3. Auditable Verification vs. Black-Box Judges

Section VI-D of the paper explains why an Aho-Corasick or DFA verifier is superior to a black-box LLM Judge:

Class Containment: An LLM-as-judge is not a transparent regular recogniser, losing the $O(n)$ complexity guarantee.
Auditability: A DFA is mechanically derived, finite, and version-controlled.
Robustness: A DFA “cannot be talked into anything; it either matches or it does not.”

Our experiments directly illustrated this:

The LLM Judge suffered from false negatives, failing to catch buggy predictions or malformed CSV lengths, leading to 1.2 undetected errors per run and dropping overall accuracy to 35.2%.
The DFA Verifier caught 100% of errors (0.00 undetected errors), guiding the agent to repair every mistake.

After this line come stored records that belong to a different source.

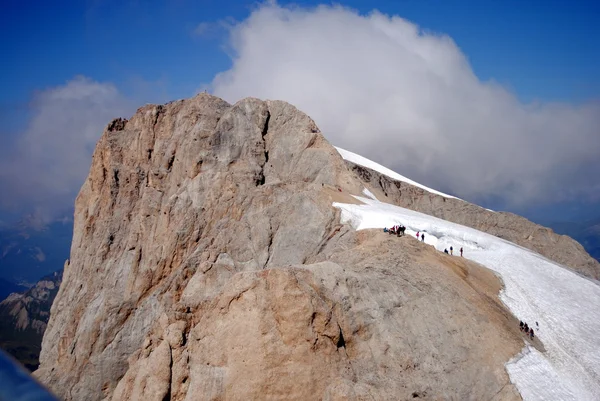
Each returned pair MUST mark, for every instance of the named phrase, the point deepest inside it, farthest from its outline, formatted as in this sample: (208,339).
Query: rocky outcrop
(23,319)
(208,263)
(509,226)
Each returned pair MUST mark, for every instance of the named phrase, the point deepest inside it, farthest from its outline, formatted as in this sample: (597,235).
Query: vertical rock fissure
(261,176)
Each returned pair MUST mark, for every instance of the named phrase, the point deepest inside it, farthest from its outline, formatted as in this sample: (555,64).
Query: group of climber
(397,229)
(452,251)
(526,329)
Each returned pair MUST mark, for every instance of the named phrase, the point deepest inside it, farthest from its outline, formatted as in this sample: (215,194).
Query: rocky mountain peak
(209,263)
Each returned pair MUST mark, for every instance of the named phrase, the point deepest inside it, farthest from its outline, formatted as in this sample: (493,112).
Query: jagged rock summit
(209,264)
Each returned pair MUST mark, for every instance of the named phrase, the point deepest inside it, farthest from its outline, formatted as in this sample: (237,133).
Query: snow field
(566,305)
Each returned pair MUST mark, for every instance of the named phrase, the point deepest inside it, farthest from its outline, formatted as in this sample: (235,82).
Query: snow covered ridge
(566,305)
(362,161)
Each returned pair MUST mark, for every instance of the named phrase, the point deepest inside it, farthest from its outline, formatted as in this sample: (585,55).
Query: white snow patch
(369,194)
(356,159)
(566,305)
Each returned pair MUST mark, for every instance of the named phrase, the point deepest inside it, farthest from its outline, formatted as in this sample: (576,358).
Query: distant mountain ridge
(587,233)
(23,319)
(208,259)
(30,250)
(8,287)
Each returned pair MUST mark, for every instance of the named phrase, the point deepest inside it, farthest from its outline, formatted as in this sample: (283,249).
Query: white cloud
(42,171)
(381,87)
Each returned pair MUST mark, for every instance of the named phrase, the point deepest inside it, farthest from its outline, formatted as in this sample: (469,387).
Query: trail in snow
(566,305)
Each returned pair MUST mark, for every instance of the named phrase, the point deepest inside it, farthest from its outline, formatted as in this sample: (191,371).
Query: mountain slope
(517,229)
(208,261)
(563,305)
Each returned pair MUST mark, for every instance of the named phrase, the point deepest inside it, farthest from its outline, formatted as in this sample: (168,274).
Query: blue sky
(153,51)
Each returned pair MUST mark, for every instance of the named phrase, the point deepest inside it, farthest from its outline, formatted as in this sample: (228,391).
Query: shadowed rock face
(208,263)
(517,229)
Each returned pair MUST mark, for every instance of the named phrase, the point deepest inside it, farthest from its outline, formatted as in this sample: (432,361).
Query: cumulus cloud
(42,170)
(382,87)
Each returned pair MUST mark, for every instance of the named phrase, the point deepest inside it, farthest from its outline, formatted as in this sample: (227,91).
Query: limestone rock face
(509,226)
(209,264)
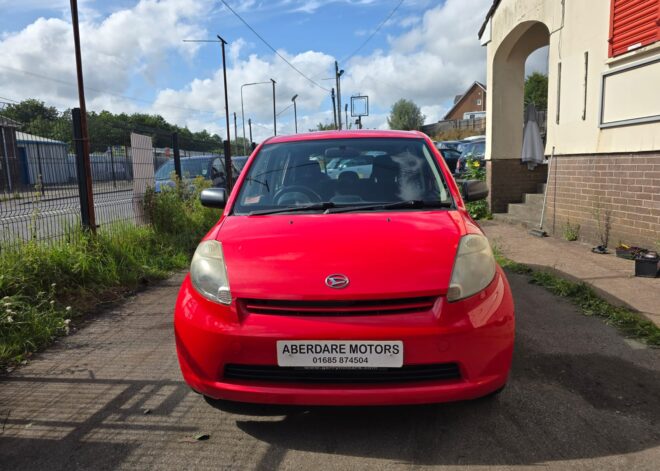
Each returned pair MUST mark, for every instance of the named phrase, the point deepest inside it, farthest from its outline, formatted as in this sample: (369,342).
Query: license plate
(340,353)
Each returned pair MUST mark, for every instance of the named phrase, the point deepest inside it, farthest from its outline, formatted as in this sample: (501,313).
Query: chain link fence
(42,185)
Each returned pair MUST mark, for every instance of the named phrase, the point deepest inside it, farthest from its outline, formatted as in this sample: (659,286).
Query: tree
(536,90)
(405,115)
(30,110)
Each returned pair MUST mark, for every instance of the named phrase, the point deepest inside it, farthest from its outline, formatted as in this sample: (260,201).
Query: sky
(135,58)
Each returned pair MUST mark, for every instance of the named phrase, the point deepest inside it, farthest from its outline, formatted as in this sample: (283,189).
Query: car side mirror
(213,197)
(474,190)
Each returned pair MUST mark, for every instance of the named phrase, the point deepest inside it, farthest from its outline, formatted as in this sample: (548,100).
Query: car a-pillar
(507,176)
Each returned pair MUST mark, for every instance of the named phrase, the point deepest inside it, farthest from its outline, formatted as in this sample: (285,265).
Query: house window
(633,24)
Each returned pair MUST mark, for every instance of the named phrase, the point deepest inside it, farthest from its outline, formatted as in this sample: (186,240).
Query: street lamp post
(243,112)
(274,113)
(338,74)
(295,112)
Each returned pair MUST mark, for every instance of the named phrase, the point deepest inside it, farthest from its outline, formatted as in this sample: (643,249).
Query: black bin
(647,265)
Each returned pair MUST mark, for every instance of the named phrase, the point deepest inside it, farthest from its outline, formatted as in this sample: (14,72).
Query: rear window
(341,171)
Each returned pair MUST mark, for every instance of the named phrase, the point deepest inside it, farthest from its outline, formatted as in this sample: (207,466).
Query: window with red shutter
(633,24)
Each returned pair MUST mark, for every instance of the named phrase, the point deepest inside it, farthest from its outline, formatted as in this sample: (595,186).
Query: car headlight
(208,272)
(474,267)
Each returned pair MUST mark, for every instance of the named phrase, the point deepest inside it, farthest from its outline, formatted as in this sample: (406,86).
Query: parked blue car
(209,167)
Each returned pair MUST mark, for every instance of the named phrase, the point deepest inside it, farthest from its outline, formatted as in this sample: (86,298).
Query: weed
(43,287)
(626,321)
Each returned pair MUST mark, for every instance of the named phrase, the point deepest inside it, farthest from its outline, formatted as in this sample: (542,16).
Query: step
(506,218)
(524,211)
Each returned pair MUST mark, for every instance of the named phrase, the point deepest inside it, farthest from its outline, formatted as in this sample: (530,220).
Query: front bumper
(476,333)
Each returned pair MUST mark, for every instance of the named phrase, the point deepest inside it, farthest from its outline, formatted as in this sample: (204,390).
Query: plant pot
(647,265)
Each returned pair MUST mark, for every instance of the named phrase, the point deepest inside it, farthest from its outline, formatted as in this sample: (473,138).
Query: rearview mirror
(474,190)
(213,197)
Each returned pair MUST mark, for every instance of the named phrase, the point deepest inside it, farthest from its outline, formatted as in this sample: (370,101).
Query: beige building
(603,120)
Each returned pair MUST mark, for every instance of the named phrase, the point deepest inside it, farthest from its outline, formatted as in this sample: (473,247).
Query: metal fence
(42,186)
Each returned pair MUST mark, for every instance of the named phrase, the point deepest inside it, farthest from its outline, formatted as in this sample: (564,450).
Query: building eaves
(8,122)
(490,13)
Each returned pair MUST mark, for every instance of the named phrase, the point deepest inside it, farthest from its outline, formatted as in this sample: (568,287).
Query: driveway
(111,397)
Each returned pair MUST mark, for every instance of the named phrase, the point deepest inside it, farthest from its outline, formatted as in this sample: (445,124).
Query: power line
(282,111)
(273,49)
(115,94)
(373,33)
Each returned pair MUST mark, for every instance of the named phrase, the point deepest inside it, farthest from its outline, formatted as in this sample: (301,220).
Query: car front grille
(337,308)
(407,373)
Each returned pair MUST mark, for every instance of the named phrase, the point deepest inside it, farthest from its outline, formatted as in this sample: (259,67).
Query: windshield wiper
(310,207)
(410,204)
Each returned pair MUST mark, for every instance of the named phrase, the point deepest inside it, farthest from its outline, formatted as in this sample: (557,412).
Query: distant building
(43,161)
(9,165)
(473,100)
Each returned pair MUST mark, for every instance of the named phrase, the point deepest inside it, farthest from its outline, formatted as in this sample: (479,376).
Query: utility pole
(274,114)
(224,75)
(235,131)
(87,198)
(334,110)
(338,74)
(228,147)
(295,112)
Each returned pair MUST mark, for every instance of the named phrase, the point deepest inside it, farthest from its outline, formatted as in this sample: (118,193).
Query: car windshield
(330,173)
(190,168)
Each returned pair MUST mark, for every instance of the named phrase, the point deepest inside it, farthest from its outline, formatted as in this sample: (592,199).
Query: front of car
(359,291)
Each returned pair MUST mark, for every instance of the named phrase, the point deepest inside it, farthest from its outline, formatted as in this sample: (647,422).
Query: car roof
(345,134)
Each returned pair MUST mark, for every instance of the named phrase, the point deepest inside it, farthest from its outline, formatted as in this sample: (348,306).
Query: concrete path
(612,277)
(580,397)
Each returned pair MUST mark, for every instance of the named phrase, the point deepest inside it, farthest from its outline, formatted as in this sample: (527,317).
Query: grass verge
(43,287)
(625,320)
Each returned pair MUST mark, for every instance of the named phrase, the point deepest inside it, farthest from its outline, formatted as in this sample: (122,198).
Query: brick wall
(509,179)
(620,190)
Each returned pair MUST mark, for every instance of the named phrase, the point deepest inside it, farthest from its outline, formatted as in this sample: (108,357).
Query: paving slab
(110,397)
(612,277)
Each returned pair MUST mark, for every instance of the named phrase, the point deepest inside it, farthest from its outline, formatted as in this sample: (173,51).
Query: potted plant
(646,264)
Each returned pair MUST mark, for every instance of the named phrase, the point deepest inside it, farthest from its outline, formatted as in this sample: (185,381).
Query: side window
(217,167)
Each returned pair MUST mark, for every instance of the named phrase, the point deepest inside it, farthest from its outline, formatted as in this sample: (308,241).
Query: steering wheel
(296,194)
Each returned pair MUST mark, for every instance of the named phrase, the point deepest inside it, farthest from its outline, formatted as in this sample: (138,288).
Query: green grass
(45,286)
(625,320)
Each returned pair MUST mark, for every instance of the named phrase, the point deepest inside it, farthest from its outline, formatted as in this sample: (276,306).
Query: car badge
(336,281)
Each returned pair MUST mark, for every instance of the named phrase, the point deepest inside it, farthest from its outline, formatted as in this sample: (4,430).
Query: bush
(477,209)
(43,287)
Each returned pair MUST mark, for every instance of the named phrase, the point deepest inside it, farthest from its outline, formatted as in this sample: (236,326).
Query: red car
(315,290)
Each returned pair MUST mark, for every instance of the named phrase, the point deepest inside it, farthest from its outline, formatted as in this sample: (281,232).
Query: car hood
(384,255)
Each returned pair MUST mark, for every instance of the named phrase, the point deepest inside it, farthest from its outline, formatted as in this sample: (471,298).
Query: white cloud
(436,58)
(113,49)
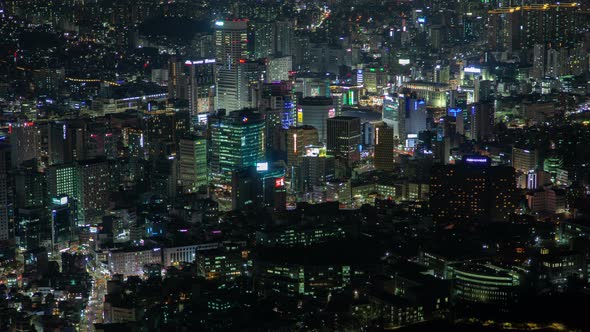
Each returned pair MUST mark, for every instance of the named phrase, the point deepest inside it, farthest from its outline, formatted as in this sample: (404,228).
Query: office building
(279,68)
(237,141)
(6,194)
(93,186)
(192,152)
(384,148)
(315,112)
(524,160)
(344,138)
(482,121)
(297,139)
(472,190)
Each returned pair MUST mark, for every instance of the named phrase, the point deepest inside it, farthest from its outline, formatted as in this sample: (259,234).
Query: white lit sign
(199,62)
(262,167)
(472,70)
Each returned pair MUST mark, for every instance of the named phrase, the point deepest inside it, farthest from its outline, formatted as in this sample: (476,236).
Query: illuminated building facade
(237,141)
(472,190)
(315,111)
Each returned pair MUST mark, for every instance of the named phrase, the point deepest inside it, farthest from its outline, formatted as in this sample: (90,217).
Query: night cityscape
(294,165)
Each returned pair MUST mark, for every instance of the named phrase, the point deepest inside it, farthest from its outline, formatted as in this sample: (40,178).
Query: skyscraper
(93,197)
(315,111)
(482,121)
(231,42)
(231,48)
(384,145)
(192,163)
(6,194)
(237,141)
(24,142)
(472,190)
(344,137)
(297,139)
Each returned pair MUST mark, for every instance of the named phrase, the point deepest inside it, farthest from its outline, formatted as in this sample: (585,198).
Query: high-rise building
(524,160)
(63,221)
(384,145)
(538,61)
(62,180)
(6,194)
(315,111)
(297,139)
(231,48)
(30,187)
(237,141)
(93,189)
(24,141)
(504,29)
(60,142)
(29,223)
(392,115)
(246,189)
(279,68)
(414,117)
(472,190)
(264,43)
(482,121)
(201,86)
(283,37)
(192,163)
(315,169)
(344,138)
(231,42)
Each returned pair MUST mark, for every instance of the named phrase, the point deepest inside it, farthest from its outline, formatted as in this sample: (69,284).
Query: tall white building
(231,41)
(6,194)
(279,68)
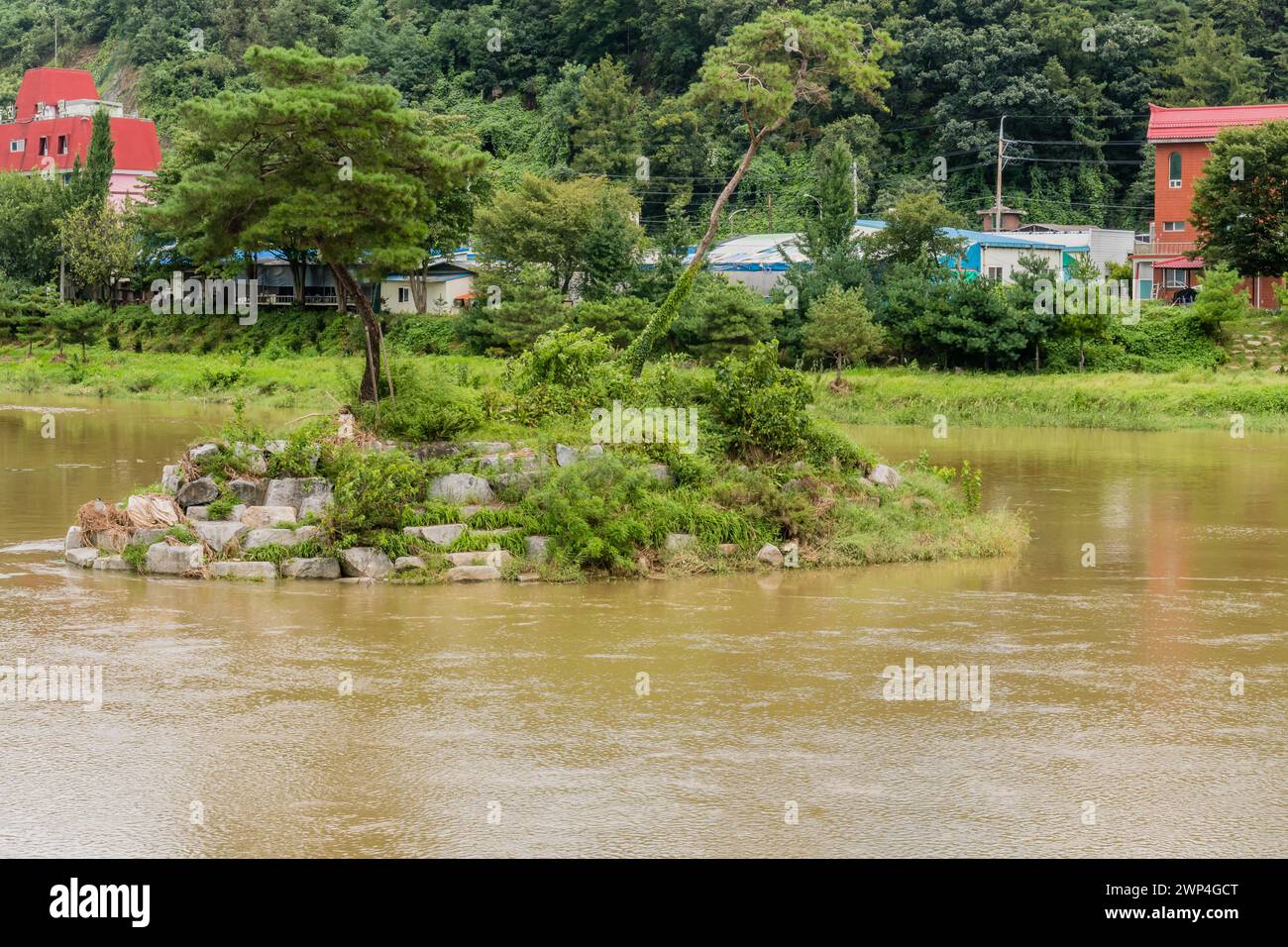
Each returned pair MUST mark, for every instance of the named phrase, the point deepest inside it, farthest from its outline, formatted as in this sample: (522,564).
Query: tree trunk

4. Experiment 6: Trace-Language in Practice — NeuroGolf 2026

Experiment 6 bridges the gap between controlled simulation and real-world application. While Experiments 1–5 validate the theory in synthetic environments, Experiment 6 applies the same principles to a live Kaggle competition with 400+ participants.

Theorem 2 in the Wild

The formal claim of Theorem 2 — that intersecting a Type-0 generator’s language with a Type-3 verifier’s language preserves decidability — was tested under real conditions:

The Generator ($G$): An LLM writing Python code for a Kaggle notebook. This is the unrestricted Type-0 machine, capable of emitting arbitrary code, paths, and data transformations.
The Verifier ($V$): A 13-state DFA with 76 transitions, checking that the notebook’s trace follows the correct pipeline ordering and contains essential keywords. This is Type-3 (regular) — it cannot understand ONNX graphs, cost formulas, or task patterns.
The Composition $G \parallel V$: The notebook must pass DFA checks at three checkpoints. If any fails, the generator must repair the trace.

Empirical Outcome

Metric	Pre-Verifier (v5)	With DFA (v10)	Improvement
Competition Score	2739.27	4127.12	+50%
Tasks with Bundle Coverage	169/400	398/400	+135%
Datasets Discovered	1 (partial)	4 (all)	+300%
Submission Size	0.1 MB	0.74 MB	Within limit
DFA Checks Passing	N/A	All 3/3	✓

How the Theory Applied

The DFA verifier enforced three critical patterns derived from log analysis of top notebooks:

Pipeline Ordering: Discover bundles before building, build before verifying, verify before blending, blend before packaging. The notebook generator could not reorder steps without the DFA rejecting the trace.
Keyword-Aware Phases: The 29-keyword coverage set ensured each pipeline phase contained the right vocabulary — e.g., the optimization phase required dim_scrub, graph_rewrite, or fp16 keywords matching real notebook patterns.
Accepting States: The DFA defined SUBMITTED and PACKAGED as accepting states. Any trace that reached these states corresponded to a structurally valid submission — without the DFA ever needing to understand cost calculations or ONNX op semantics.

Significance for the Paper

Experiment 6 demonstrates that the trace-language framework is not just a theoretical construct but a practical tool for agent verification. The same DFA mechanisms that caught drop_table sequences in Experiment 5 and enforced pipeline ordering in Experiment 1 also guided a competition submission to a 50% improvement. This confirms that the Type-3 regular language envelope is a sufficient constraint for real-world agent tasks, not just synthetic benchmarks.